TransformerARSpeechDecoder: An autoregressive transformer-based speech decoder
Audio Codec Integration: Works with audio codecs to generate natural speech from discrete tokens

Implementation Details#

The DuplexS2SModel implementation contains several key methods that handle different aspects of the model’s functionality:

Model Initialization#

The constructor (__init__) initializes the following components:

Pretrained ASR encoder/perception: Loads a pretrained NeMo ASR model and adapts it for audio perception
LLM: Loads a pretrained language model using HuggingFace’s AutoModel
Audio codec: Loads a pretrained NeMo audio codec for speech generation
Token prediction heads: Adds separate heads for text token and audio token prediction

Forward Method#

The forward method:

Accepts input representations (sum of audio perception and text embedding outputs)
Runs an offline forward pass through the language model
Generates logits from both text and audio token prediction heads
Returns these logits for loss computation

Training Step#

The training_step method:

Builds input representations using the prepare_inputs method
Runs the forward method to get text and audio logits
Computes losses for both text and audio tokens
Logs training metrics (loss, learning rate, etc.)
Returns the loss for backpropagation

Prepare Inputs#

The prepare_inputs method:

Processes source audio through the perception module (with gradients enabled)
Processes target audio through the audio codec (with gradients disabled)
Truncates source/target audio and target text sequences to have the same sequence length, if needed
Performs additional truncation for sequence lengths to be divisible by tensor parallelism world size (if enabled)
Returns a dictionary with input and label tensors for training

def prepare_inputs(self, batch):
    # Process source audio through perception
    audio_embs, audio_emb_lens = self.perception(
        input_signal=batch["source_audio"],
        input_signal_length=batch["source_audio_lens"]
    )

    # Process target audio through codec (no gradients)
    with torch.no_grad():
        target_audio_tokens, target_audio_token_lens = self.audio_codec.encode(batch["target_audio"], batch["target_audio_lens"])

    # Truncate sequences if needed
    # ... (truncation logic)

    # Embed text tokens and combine them with audio representations
    # ... (text embedding logic)

    # Return processed inputs and labels
    return {
        "audio_embeds": audio_embs,
        "input_embeds": input_embeds,
        "attention_mask": attention_mask,
        "target_text_ids": target_text_ids,
        "target_audio_ids": target_audio_ids,
    }

Validation#

The validation process:

Clears GPU memory to avoid OOM issues
Loads a scoring ASR model into GPU for evaluation
Initializes metric aggregation for each dataset
Processes each validation dataset separately
Computes BLEU scores for text and ASR-decoded audio
Logs and clears metrics after validation is complete

Scaling Support#

The DuplexS2SModel includes a configure_model method that sets up model parallelism for large-scale training.
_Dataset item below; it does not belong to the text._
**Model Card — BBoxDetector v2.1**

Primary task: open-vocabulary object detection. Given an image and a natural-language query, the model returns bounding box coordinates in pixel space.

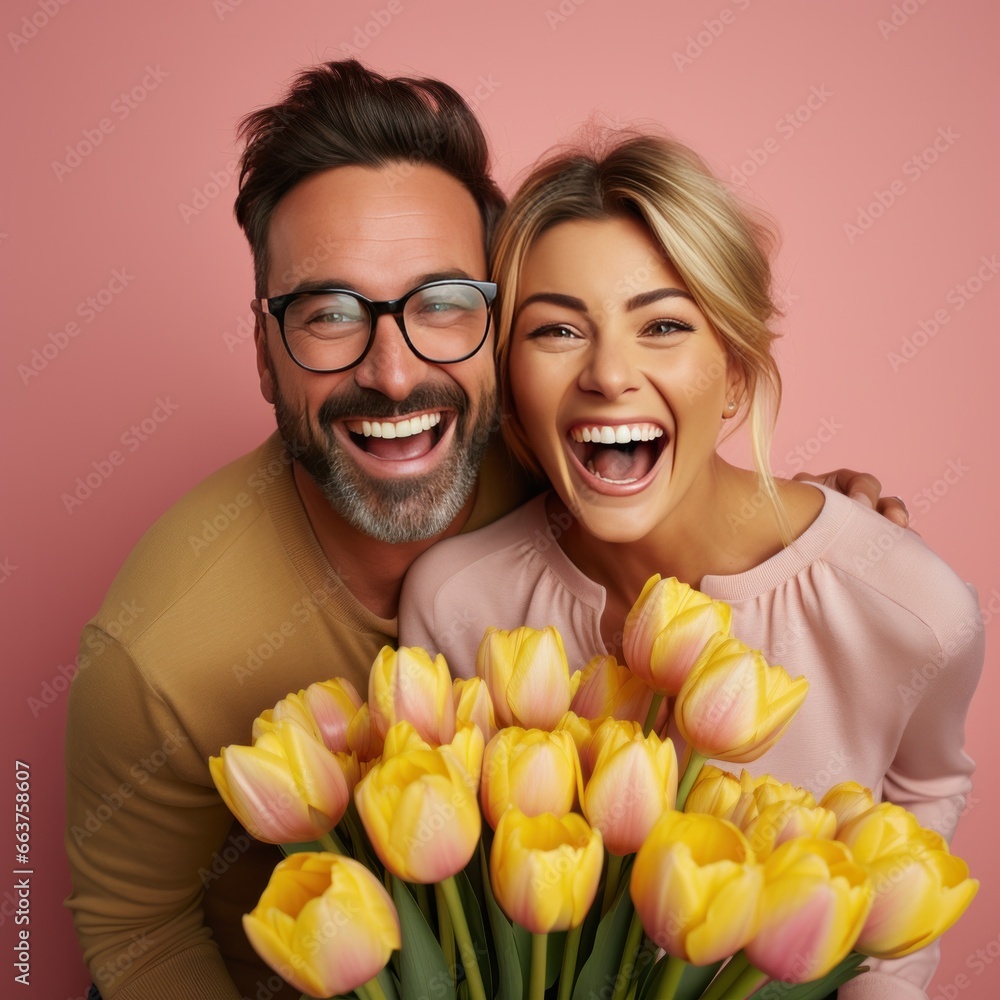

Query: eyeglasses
[251,279,497,373]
This method:

Detects the parallelism strategy from the trainer’s device mesh
Applies Fully Sharded Data Parallel (FSDP) sharding to appropriate modules
Applies Tensor Parallelism (TP) and Sequence Parallelism (SP) when configured
Handles model-specific adaptations for different LLM architectures

The scaling approach supports:

Pure FSDP2 for distributing parameters across GPUs
Pure TP/SP for splitting computation across GPUs
2D parallelism combining both approaches

Pretrained Model Usage#

All models in the speechlm2 collection can be instantiated from pretrained checkpoints:

import nemo.collections.speechlm2 as slm

# Load SALM model
salm_model = slm.models.SALM.from_pretrained("path/to/checkpoint")

# Load DuplexS2SModel
duplex_model = slm.models.DuplexS2SModel.from_pretrained("path/to/checkpoint")
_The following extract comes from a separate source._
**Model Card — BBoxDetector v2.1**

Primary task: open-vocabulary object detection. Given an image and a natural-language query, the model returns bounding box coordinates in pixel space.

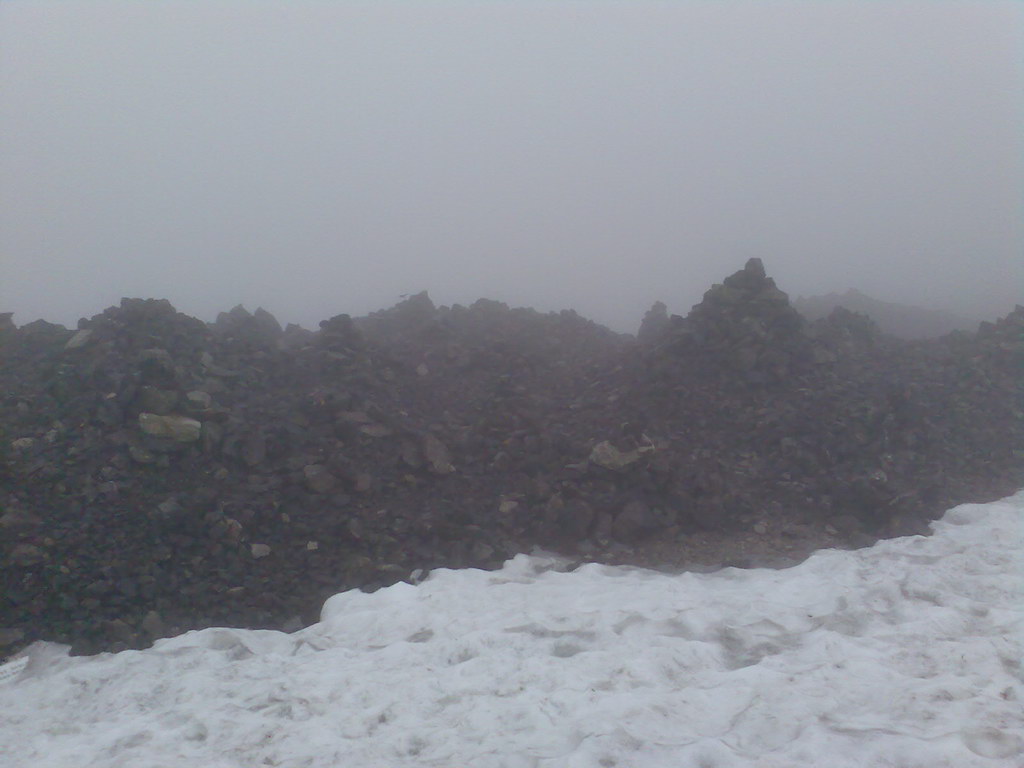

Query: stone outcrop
[0,268,1024,654]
# Load DuplexS2SSpeechDecoderModel
decoder_model = slm.models.DuplexS2SSpeechDecoderModel.from_pretrained("path/to/checkpoint")

Model Configuration#

All models in this collection use a configuration-based approach, where a YAML configuration file specifies the model architecture, components, and training parameters. See the configurations documentation for details on these configuration files.

For information about scaling and training these models at scale, see the training and scaling documentation.